Mr Lygo-Baker spoke of the personal satisfaction gained from having work published. He joked that there was nothing nicer than walking around with a publication one had written under one's arm and making casual references to it in conversation.

But ambitious academics must also strive to ensure that the people who can help build their careers read and remember what they write, so some of the principles that apply to journalism or thrillers apply to scholarly work, too.

"Give readers a hook or incentive at the start to grab their attention and get them involved," he suggested.

The ending is equally important: "Summarise your central claim at the end, so that people take away something concrete."

'Jump in and start'

In a later session, Rowena Murray, reader in education at the University of Strathclyde and the author of books including Writing for Academic Journals and How to Write a Thesis, turned to the theme of academic writing. The ideal, she said, is for scholars to be able to write on demand.

There is certainly a place for writers' retreats - particularly those operating on the "typing pool" model, allowing short periods of social interaction, rather than one of "solitary confinement" - which provide solid slabs of writing time, she said.

But it is also important to get into the habit of grabbing any spare time and using it to write.

"Snacking" can be just as effective as "bingeing" in getting an article or book written, so it is a mistake to assume one needs a weekend or even a week to write anything half-decent, Dr Murray added.

This, she said, is a recipe for procrastination interspersed with 18-hour writing marathons when one finally manages to carve out some free time.

A key technique, the audience heard, is "writing to prompts", which provide templates to help people "jump in and start".

A simple exercise on these lines demonstrated how much one can achieve in even five or ten minutes if one works within strict guidelines.

By building up their confidence, anyone can develop the behavioural techniques to smooth the path from non-writing to writing, Dr Murray stated, adding that similar prompts can also help to ensure that a thesis or journal article delivers what is expected and maximises its impact.

PhDs, for example, are meant to "internalise the debate" within controversial subject areas.

By consciously drawing on set phrases, such as "Some will argue that ..." or "Possible interpretations include ... ", writers can ensure that they package their research in the most appropriate way.

Yet amid many detailed suggestions, Dr Murray offered one essential principle: if you want to be an effective and productive writer, start writing now. Cutting the grass and cleaning the bathroom can wait.

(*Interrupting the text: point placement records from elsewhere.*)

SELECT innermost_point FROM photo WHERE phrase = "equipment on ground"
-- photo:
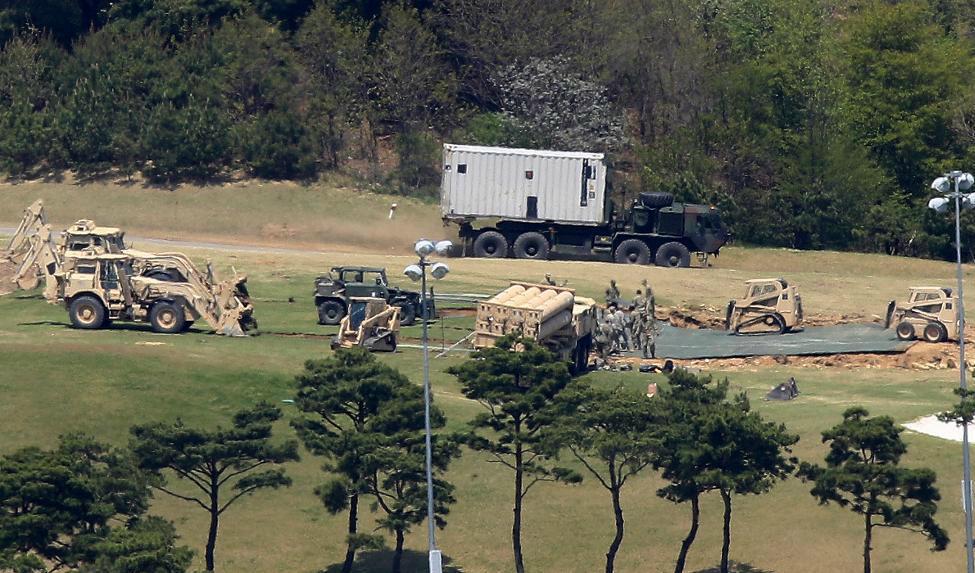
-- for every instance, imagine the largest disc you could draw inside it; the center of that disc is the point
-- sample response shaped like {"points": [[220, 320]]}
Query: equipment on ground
{"points": [[98, 289], [334, 291], [371, 323], [770, 306], [551, 315], [930, 314], [533, 204]]}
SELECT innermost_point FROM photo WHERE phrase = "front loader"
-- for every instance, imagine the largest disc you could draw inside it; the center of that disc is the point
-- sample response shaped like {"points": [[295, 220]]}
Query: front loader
{"points": [[930, 314], [371, 323], [770, 306]]}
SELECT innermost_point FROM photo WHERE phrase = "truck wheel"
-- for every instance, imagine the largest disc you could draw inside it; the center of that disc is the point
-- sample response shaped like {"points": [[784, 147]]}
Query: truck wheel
{"points": [[407, 314], [167, 317], [673, 255], [633, 252], [491, 245], [531, 246], [934, 332], [905, 331], [87, 312], [330, 312]]}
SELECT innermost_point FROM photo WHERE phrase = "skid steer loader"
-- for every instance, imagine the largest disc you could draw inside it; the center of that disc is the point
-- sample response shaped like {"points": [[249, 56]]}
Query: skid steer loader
{"points": [[98, 289], [930, 314], [371, 323], [770, 306]]}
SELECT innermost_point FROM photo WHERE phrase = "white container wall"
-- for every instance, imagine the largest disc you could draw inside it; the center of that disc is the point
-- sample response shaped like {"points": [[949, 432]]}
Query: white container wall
{"points": [[524, 184]]}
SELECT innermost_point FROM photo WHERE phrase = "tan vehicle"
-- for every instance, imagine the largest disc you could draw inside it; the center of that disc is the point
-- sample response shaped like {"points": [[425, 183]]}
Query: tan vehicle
{"points": [[371, 323], [930, 314], [551, 315], [102, 288], [770, 306]]}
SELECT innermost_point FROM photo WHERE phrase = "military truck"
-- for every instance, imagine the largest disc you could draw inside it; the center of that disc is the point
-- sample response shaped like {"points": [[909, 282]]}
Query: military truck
{"points": [[770, 306], [533, 204], [930, 314], [551, 315], [334, 291]]}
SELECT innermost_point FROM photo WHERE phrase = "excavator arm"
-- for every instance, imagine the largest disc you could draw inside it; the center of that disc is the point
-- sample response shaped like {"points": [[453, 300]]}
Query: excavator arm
{"points": [[34, 219]]}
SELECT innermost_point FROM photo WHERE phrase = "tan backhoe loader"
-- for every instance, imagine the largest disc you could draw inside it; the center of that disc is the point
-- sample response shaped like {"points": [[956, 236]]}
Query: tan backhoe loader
{"points": [[100, 288], [930, 314], [371, 323], [770, 306]]}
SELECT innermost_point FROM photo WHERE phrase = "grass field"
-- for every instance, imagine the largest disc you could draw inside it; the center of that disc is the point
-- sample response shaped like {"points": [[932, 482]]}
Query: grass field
{"points": [[56, 380]]}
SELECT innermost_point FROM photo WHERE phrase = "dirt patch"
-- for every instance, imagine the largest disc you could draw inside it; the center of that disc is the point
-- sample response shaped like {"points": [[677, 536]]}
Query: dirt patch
{"points": [[7, 271]]}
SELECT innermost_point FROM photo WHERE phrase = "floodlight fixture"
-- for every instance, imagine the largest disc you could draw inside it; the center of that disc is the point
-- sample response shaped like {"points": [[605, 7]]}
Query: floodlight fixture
{"points": [[424, 248], [443, 247]]}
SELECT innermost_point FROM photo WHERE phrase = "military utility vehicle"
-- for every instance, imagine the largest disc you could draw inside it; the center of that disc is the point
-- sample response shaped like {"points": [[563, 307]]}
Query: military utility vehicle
{"points": [[533, 204], [770, 306], [334, 291], [930, 314]]}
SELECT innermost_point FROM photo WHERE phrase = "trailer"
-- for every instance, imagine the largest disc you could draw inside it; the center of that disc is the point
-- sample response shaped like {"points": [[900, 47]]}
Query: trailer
{"points": [[553, 316], [536, 204]]}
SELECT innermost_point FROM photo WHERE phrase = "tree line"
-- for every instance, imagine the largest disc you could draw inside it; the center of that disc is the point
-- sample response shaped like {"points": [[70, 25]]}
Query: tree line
{"points": [[811, 123], [83, 506]]}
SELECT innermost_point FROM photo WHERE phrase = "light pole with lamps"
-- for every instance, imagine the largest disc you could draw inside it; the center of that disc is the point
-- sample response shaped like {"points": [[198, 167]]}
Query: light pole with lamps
{"points": [[951, 185], [418, 272]]}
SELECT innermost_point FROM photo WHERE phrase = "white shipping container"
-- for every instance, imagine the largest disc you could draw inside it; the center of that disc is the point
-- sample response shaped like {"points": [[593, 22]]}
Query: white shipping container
{"points": [[525, 184]]}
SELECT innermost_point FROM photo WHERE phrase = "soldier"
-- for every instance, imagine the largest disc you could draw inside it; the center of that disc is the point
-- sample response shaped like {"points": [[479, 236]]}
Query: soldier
{"points": [[612, 293]]}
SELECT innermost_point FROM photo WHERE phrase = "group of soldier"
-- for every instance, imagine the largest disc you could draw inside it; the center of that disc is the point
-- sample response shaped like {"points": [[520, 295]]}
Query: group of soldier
{"points": [[628, 326]]}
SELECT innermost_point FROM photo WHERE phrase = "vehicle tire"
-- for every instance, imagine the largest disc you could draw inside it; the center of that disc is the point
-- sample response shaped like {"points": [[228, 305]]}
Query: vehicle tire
{"points": [[167, 317], [656, 200], [330, 312], [87, 312], [673, 255], [633, 252], [934, 332], [905, 331], [491, 245], [530, 245], [407, 314]]}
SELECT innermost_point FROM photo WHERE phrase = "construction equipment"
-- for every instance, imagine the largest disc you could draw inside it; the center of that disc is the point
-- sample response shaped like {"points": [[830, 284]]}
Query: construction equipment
{"points": [[99, 288], [334, 290], [930, 314], [770, 306], [551, 315], [371, 323]]}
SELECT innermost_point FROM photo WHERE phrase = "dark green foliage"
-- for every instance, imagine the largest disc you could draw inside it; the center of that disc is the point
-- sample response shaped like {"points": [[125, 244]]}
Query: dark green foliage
{"points": [[862, 474], [366, 419], [73, 506], [613, 433], [220, 466], [517, 382]]}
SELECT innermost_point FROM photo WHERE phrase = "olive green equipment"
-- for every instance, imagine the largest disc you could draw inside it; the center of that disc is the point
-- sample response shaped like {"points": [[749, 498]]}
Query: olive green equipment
{"points": [[930, 314], [769, 306], [371, 323], [100, 288]]}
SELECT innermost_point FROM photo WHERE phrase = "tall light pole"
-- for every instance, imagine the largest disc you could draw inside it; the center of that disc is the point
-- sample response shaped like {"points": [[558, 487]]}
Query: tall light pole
{"points": [[418, 272], [951, 185]]}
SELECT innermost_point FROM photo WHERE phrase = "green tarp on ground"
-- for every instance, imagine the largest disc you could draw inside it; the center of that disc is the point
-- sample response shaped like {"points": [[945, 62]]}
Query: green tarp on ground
{"points": [[687, 343]]}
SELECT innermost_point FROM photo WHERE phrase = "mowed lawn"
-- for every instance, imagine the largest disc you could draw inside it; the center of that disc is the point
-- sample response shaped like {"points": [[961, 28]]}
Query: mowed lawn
{"points": [[58, 380]]}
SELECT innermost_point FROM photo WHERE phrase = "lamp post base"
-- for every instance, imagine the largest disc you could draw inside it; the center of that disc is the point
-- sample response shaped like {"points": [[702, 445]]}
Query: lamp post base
{"points": [[436, 561]]}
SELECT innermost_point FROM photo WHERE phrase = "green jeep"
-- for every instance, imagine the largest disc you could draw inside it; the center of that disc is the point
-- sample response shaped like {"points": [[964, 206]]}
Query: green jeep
{"points": [[333, 291]]}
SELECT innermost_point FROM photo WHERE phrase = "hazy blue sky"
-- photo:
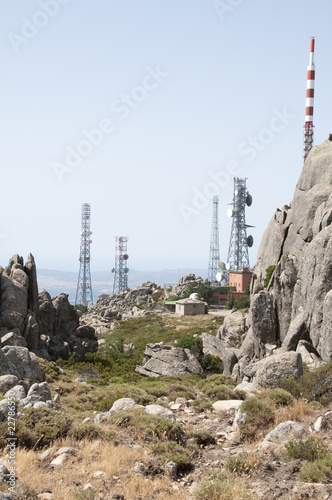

A few extra tips from Simon Lygo-Baker:

  • Rejection by leading journals is the norm, so get used to it (but listen to any concrete criticism);
  • Do not "waste" too many good ideas in a single article;
  • Book reviewing is a good way to get a writing career up and running, but be careful who you criticise;
  • You don't have to include an invented word and a colon in the title of every journal article.

A few extra tips from Rowena Murray:

  • Use writing to develop, rather than just document, your ideas;
  • Always keep in mind - and make explicit - where your "original contribution" lies;
  • Learn to overcome your inner editor. Fight the temptation to stop and find references for everything as you write;
  • Defer the quality question: rough drafts are meant to be rough.